THERE ARE no perfect crimes, and there is no perfect justice. Catherine Greig, James “Whitey’’ Bulger’s girlfriend, will plead guilty on Wednesday to charges related to her assistance in hiding him over the last 16 years. Though the families of Bulger’s alleged victims are rightfully upset at the prospect that Greig may receive a relatively light sentence for her collusion with a man accused of causing them so much pain, it may be that the best way to build a strong case against Bulger is to give Greig a little slack.
Greig may yet testify against Bulger, steer prosecutors to evidence related to his Boston crime spree, or simply remain silent. If she cooperates with prosecutors, however, a judge would consider giving her a reduced sentence. Indeed, in a meeting on Monday with relatives of Bulger’s alleged victims, representatives of the US attorney’s office seemed to be preparing them for the possibility that Greig would be released after only a few years behind bars.
The plea arrangement, coming after additional charges were filed against her on Monday for identity fraud, shows that prosecutors are making imperfect choices in a potentially difficult case. She will be immune to further prosecution for hiding the man she loved. But it does not mean she is getting a sweetheart deal. It means that Greig, 62, is being given a choice whether to help prosecutors and spend less time behind bars, or to hold out and spend more of her life in prison.
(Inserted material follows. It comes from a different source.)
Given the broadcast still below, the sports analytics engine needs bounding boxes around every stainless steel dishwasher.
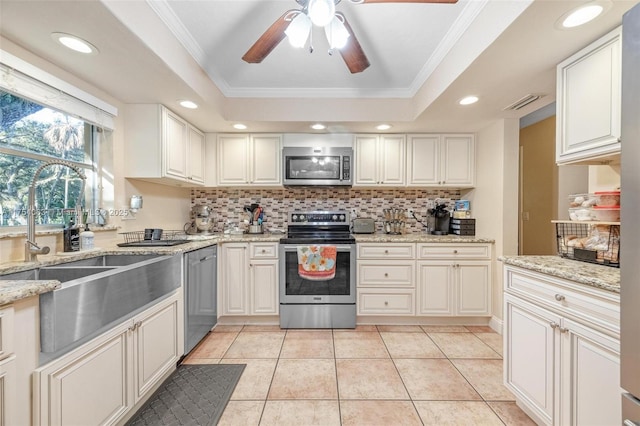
[184,246,218,355]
The families of those who were allegedly killed by Bulger understandably want Greig to face the consequences of so many bad and illegal decisions. Through deception and multiple identities, she helped her gangster-boyfriend get his basic needs - shelter, food and medical care - for over a decade. The FBI’s 16 years of fruitless searching for Bulger was, undoubtedly, painful for the victims’ families. And it’s unlikely that Bulger could have succeeded in evading authorities without Greig, who joined his charade in portraying a retired couple living near the beach in Santa Monica, Calif.
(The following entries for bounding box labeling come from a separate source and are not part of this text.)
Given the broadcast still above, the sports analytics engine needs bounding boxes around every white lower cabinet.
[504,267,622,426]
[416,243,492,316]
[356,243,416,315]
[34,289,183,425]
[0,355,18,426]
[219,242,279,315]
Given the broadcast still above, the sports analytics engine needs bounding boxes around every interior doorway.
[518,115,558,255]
But Greig isn’t the primary target here. Her life with Bulger on the lam is not why he was on the FBI’s Most Wanted List. Monday-morning quarterbacking about the government’s legal strategy - and whether it was wise to give Greig a plea deal - should wait until the end of Bulger’s trial. The relatives of victims, prosecutors, and most other Bostonians have the same goal: to bring Bulger to trial for 19 murders before the 82-year-old gangster dies. That would bring closure to the victims’ families, and for the city he terrorized.